Renewable energy analysts are increasing their 2017 photovoltaic (PV) module installation forecasts led by a surge in Chinese capacity growth. IHS Markit now forecasts that China will install 45 GW of capacity this year while total global PV installations should reach 90 GW—a 14 percent increase over 2016.

The overcapacity, price instability and industry consolidation that characterized photovoltaic (PV) production in 2016 seems like a distant memory. While 2017 had been forecast to be somewhat more even than 2016, providing modest growth and less price instability, demand from the People’s Republic of China surpassed even the most optimistic of last year’s projections, paving the way for surprisingly strong demand in 2017.

In the IHS Markit “New Global Forecast for Solar Installations," researchers point to the heft that China brings to the global PV market. By the close of 2017 IHS expects China to have installed half of the 90 GW of PV capacity the world is expected to install this year. Based on an analysis of official Chinese connection statistics along with inverter and module shipments IHS Markit estimates that 26 GW of installations were completed by China in the first half of 2017; another 12 GW is set to be installed by the official close of third quarter, leaving 7 GW to be installed before 31st December.

Researchers have observed that the boom in Chinese demand erased any surplus that carried over from 2016 and is consuming a large part of new global supply as it leaves factories across China and elsewhere. This is leading to increased prices and longer lead times, they noted, along with short-term and regional shortages in countries closest to China that tend to rely primarily upon Chinese modules for domestic PV requirements. The shortage of Chinese modules is not impacting United States supplies and installers as heavily as other regions. This is true largely because the rush to procure modules ahead of any potential trade action (arising from the Suniva and SolarWorld Americas petitions before the US International Trade Commission) focuses on securing tariff-free modules manufactured outside of Taiwan and China.
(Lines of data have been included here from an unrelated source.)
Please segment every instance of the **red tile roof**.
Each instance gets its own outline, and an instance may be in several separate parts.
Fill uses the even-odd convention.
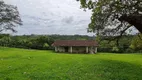
[[[98,46],[94,40],[58,40],[52,46]]]

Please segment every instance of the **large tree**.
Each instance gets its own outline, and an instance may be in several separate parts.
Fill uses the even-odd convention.
[[[17,7],[0,0],[0,32],[3,30],[15,32],[14,27],[17,25],[22,25]]]
[[[77,0],[91,9],[88,31],[122,36],[130,27],[142,33],[142,0]]]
The surprising spike in demand for PV modules across China occurred for several reasons including moves to take advantage of lower prices and oversupply. PV appetites were also fueled by positive revisions to governmental policy support aimed at meeting China’s growing demand for power with PV instead of coal-fired plants; this helped lead to greater-than-expected first half installations. There was also no substantial second half installation fall-off as some had predicted, and the pace of installs early in fourth quarter appears sufficient to deliver the 45 GW of increase that analysts expect for the year. IHS Senior Research Manager for Solar & Energy Storage, Sam Wilkinson, noted that in addition to the very strong PV growth in China, the world’s residential markets are also undergoing substantial change that will create new and different opportunities than have existed up to this point.

The discontinuance of Feed-in-Tariffs (FiT) in most countries, the dramatic drop in major PV system component prices during the last five years, continual increases in quality and a globalized manufacturing base have all had substantial impacts. See the details of how residential PV is changing in the complimentary IHS Markit report: “The Evolution of Residential PV: The biggest trends and most important developments in the smallest solar systems."
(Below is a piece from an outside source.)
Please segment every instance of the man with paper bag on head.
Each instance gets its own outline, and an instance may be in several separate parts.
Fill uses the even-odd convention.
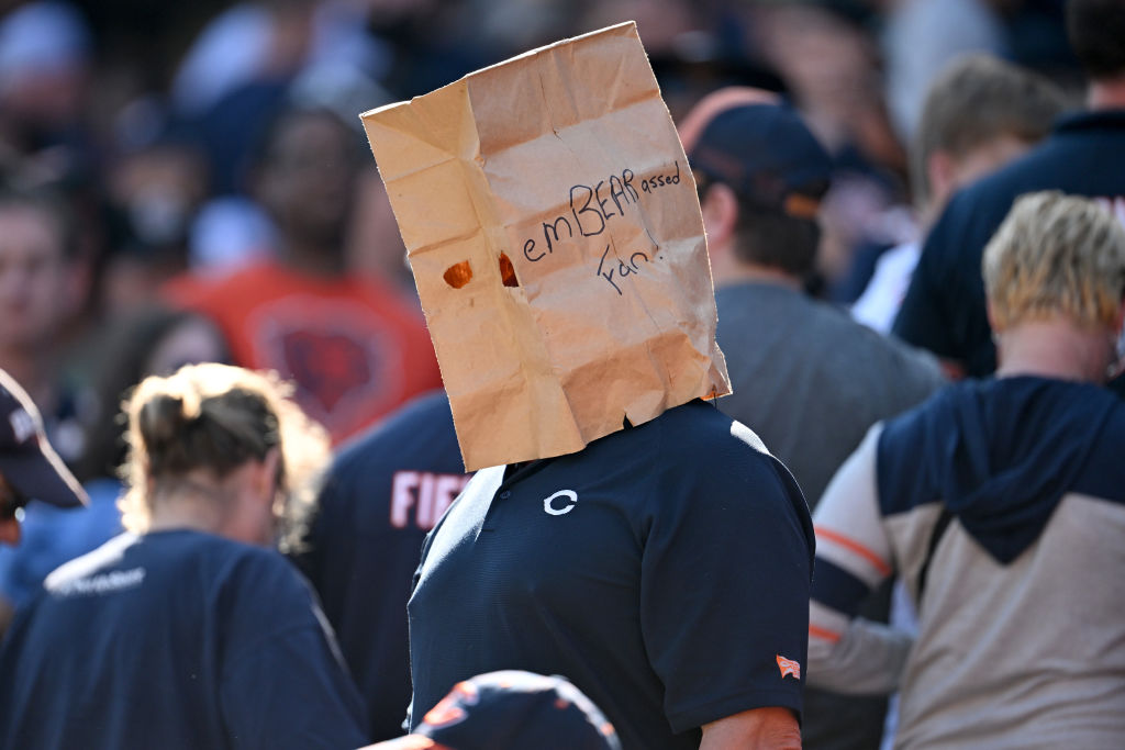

“The fact that it is now cheaper in most countries for people to generate power from PV systems on their roofs than to buy electricity from the grid brings about some important changes to the market. This is the one of the fundamentals that is driving change in the electric power system," Wilkinson said.

Dramatic price decreases in PV generation (levelized cost of electricity/LCOE), has come at a time when new fossil-fueled power plants are not being built at the same pace as in previous years, showing the resilience of renewable energy and underscoring its potential to change the way people obtain power.
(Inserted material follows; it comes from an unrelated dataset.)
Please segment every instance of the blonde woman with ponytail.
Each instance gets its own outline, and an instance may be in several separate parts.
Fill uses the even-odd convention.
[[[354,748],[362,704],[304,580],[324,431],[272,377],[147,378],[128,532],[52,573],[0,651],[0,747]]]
“In previous years, people installed residential PV systems as a simple investment, as they received guaranteed FiT income for as much as twenty years, offering an attractive return. With incentives now slimmed down to much less generous amounts or removed altogether, and the cost of PV systems fallen by incredible amounts over the last five years, people are now installing PV in order to reduce their electricity bills and increase their autonomy from the grid. This brings about important changes to the dynamics of the market, and is also one of the major factors behind a growing trend towards a more decentralized power system," he remarked.